Carros alinhavam-se na beira da estrada enquanto as pessoas subiam as colinas ao redor da prisão, que há muito se pensava ter sido equipada com minas terrestres para chegar lá mais rapidamente. Uma vez lá, foram recebidos pelos rebeldes que tentaram trazer ordem ao cenário já caótico e impedir que as multidões invadissem o complexo. “Por favor, não nos impeça, só queremos encontrar nossos entes queridos”, gritou um homem que quase foi esmagado ao tentar controlar a multidão.
A arquitetura de Saydnaya foi claramente projetada para desorientar, com seu labirinto de corredores repletos de pistas sobre os horrores que estavam lá fora.
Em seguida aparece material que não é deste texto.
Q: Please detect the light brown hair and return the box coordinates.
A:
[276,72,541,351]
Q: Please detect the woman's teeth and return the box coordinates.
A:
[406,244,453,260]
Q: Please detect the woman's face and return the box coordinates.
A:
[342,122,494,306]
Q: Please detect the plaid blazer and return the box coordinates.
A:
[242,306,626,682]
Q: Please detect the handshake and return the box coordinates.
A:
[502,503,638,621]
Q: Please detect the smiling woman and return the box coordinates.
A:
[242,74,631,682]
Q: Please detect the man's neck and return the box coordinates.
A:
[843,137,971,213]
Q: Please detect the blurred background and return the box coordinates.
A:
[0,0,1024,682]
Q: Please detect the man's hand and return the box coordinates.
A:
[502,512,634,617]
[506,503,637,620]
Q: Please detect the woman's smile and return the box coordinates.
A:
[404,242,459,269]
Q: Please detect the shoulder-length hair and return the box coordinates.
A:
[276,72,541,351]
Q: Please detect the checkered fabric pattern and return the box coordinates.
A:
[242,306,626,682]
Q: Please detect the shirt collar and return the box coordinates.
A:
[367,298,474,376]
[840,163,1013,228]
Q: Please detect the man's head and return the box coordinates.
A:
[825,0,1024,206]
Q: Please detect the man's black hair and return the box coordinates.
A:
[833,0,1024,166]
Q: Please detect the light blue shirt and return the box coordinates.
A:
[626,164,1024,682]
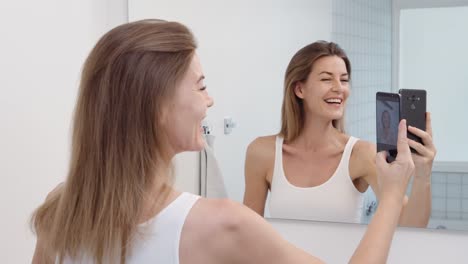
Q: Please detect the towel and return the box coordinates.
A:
[200,135,227,198]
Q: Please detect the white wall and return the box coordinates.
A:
[399,6,468,162]
[129,0,331,201]
[0,0,127,263]
[268,219,468,264]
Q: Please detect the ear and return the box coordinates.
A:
[294,82,304,99]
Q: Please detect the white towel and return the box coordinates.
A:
[200,135,227,198]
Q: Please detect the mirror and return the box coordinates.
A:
[129,0,468,230]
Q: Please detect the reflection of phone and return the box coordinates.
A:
[399,89,426,152]
[376,92,401,162]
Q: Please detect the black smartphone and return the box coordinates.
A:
[376,92,401,162]
[399,89,426,148]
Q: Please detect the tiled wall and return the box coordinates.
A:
[332,0,392,142]
[431,172,468,221]
[332,0,392,223]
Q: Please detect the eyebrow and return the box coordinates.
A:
[319,71,349,76]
Em um salão havia jaulas grandes o suficiente para acomodar vários homens. Nos níveis mais baixos ficavam as celas solitárias, disse um ex-presidiário: apertadas, sem janelas e malcheirosas, não largas o suficiente para uma pessoa dormir esparramada no chão duro.
As pessoas trouxeram pás e contas de oração para ajudar no esforço. Outros vagavam sem rumo por escadas de metal e celas, lendo notas rabiscadas nas paredes e cartas deixadas pelos prisioneiros.
Os Capacetes Brancos da Síria, trabalhadores de emergência que viajaram desde a província de Idlib, no noroeste, para ajudar a escavar a prisão, deslocaram máquinas móveis para áreas específicas que um desertor disse conter blocos de celas subterrâneas.
Sempre que pensavam ter encontrado uma porta ou entrada para a prisão subterrânea, os rebeldes silenciavam a multidão disparando rifles para o alto.
Mas horas de escavação não renderam nada além de esperanças frustradas.
No início da tarde, o principal grupo de defesa dos prisioneiros de Saydnaya disse acreditar que todos os prisioneiros restantes já haviam sido libertados e pediu a todos que ainda estavam no prédio que voltassem para casa.
Mas as pessoas se recusaram a acreditar. Espalharam-se rumores selvagens, incluindo o de que um grupo de prisioneiros de Saydnaya tinha sido levado para um local desconhecido antes de os rebeldes invadirem a prisão.
Mais tarde na segunda-feira, imagens surgiram nas redes sociais mostrando rebeldes descobrindo um compartimento refrigerado no hospital Harasta, num subúrbio de Damasco, onde vários corpos cobertos com lençóis brancos foram deixados amontoados. Marcas nos dedos dos pés indicavam que eram prisioneiros de Saydnaya.